私はともかく2人はそんなことはないと思うけど。
「初めてまして、サイレントちゃんとはイベントで一緒にパーティーを組んでからのフレンドよ。気軽にヒビキちゃんって呼んでね。」
「わ、私はソフィアって言います。先程ナンパ?て言うのでしょうか、男の人に絡まれていたところ助けてもらってからフレンドになりました。」
「今さっきかい!てか、サイレントの方が可愛い子を見かけたら絡んでいきそうだと思ったが。

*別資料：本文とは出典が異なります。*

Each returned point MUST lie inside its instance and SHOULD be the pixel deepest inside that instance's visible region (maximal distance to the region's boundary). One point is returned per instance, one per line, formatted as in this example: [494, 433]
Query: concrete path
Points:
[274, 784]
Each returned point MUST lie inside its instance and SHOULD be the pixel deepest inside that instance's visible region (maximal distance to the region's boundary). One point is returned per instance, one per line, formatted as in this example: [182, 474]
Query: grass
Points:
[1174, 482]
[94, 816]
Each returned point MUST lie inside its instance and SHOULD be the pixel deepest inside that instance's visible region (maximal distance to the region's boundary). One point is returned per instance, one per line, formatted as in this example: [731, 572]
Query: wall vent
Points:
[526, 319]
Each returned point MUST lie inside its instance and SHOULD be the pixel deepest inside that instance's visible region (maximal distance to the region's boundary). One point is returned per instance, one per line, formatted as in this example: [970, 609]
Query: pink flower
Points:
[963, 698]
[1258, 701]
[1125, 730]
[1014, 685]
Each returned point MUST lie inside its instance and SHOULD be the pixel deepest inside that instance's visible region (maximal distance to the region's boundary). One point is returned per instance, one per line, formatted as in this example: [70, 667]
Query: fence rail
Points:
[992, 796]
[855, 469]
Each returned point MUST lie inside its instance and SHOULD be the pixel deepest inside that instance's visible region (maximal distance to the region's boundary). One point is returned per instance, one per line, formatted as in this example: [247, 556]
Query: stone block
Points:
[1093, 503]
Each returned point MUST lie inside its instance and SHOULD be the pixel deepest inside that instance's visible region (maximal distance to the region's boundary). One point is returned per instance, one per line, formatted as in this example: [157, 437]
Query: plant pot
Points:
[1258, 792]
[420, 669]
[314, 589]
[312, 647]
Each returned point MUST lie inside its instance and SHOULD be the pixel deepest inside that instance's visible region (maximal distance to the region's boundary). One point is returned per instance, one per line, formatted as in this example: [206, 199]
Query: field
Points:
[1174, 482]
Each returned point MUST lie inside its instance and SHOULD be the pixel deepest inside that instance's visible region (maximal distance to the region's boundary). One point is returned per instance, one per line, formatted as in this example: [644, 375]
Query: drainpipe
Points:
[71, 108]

」
「可愛い子がいたら遠くで温かい目で見て癒されてから立ち去りますよ。」
まったく、カインは私のことをどんな風に思っているのやら。私はさっきの男達みたいに性欲丸出しでもないし年頃の女の子と同じだと思っているんだけど。
隣のヒビキちゃんが可哀想で危ない人だぁみたいな目で見てくるのはひどいと思う。
「とりあえず、私とヒビキちゃんは耐久値回復をお願い。あと、ソフィアはレベルとステータスで今の装備が合っているかカインに相談してみたら。いいアドバイスをくれるよ。」
「ま、だてに生産職をしているわけではないからね。まずはソフィアさんから相談するかな、2人の装備の回復は裏にいるNPCに任せておけばいいと思うし。」
この店にNPCがいるということは初耳だし、個人のお店でNPCっているんだ。
「サイレントちゃんは知らないようだけど、こういったお店とかではNPCを雇うことが出来るのよ。鍛治職なら装備の耐久値の回復をしてあげたり、物品を売っているのならレジとかNPCごとに特徴を活かしてね。」
「なるほど、NPCを雇うってことはそれなりに金策ができている人にとっては作業が効率化にお金を回せるんだね。カインて金策ちゃんと出来ているの?あんまりそういったことは得意には見えないけど。」
「俺もそれなりには稼いでいるんだよ。あと、生産に関してだけということで雇用しているからそれなりに安く住んでいるし。他のプレイヤーだとレジとか素材の管理とかもお願いしているからそれなりに高くつくらしいけど。」
NPCを雇って作業をさせるにもそれぞれ用途別に設定が出来ると言うことなのね。NPCでどういったことを任せることが出来るのかはどこかで調べてみることも必要かもしれないな。
「それじゃ、ソフィアさんだっけ?とりあえず、あのバカは放っておいて装備について話そうか。」
「サイレントさんは少しお茶目なだけだと思うのですが、、、。」
カインに酷いことを言われたけど、我慢我慢。私は我慢が出来る女だからね。
「サイレントちゃんって今はレベルはいくつなのかしら?」
突然ヒビキちゃんから尋ねられたが今がどのぐらいのレベルなのかはあまりわかっていないのですぐに答えられない。前は20にはいっていなかったはずで、イベントでかなり上がったと思うけど。
ステータス画面を開いて確認をしてみると
「今は、29だね。少し前と比べるとかなりレベルが上がっているね。」
「そうね、イベントは経験値を大きく稼ぐチャンスだからね。後、29っていうことはあと1レベルで職業が解放されるのね。」
「なにそれ?すごい興味あるんだけど。」
ゲームを始める前に色々と調べていた時に、昔のRPGのゲームで職業システムがあって面白いって聞いたことがあるのだけど。なんか職業ごとに特徴のあるステータスや技を覚えられるらしい。
このゲームの世界でも職業があるって初めて聞いたからちょっとわくわくする。
「レベル30になると職業クエストっていうものを受注することが出来るの。それをクリアすればステータスに適した職業ならどれでも選択できるの。」
「なるほど、職業ごとに大きくステータスとかスキルとかも変わってくるの?」
「ステータスに関しては大きくは変わってはこないわね。けど、変化はするから自分にあった職業を選ぶことは重要よ。後スキルはその職業になっていないと使えないような特別なものもあるわ。」
ということは特別なスキルでモンスターと戦うことが出来ると言うことだ。あれもこれもって試してみたいけど。
「職業って一度決めたら変えることが出来ないの?」
「変えることは出来るわ。けど、あまりおすすめはしないわ。職業のスキルって熟練度っていうのがあって変更しちゃうと全てリセットされちゃうの。」
なるほど、よく考えて選べってことね。これはヒビキちゃんに色々と聞いた方がいいね。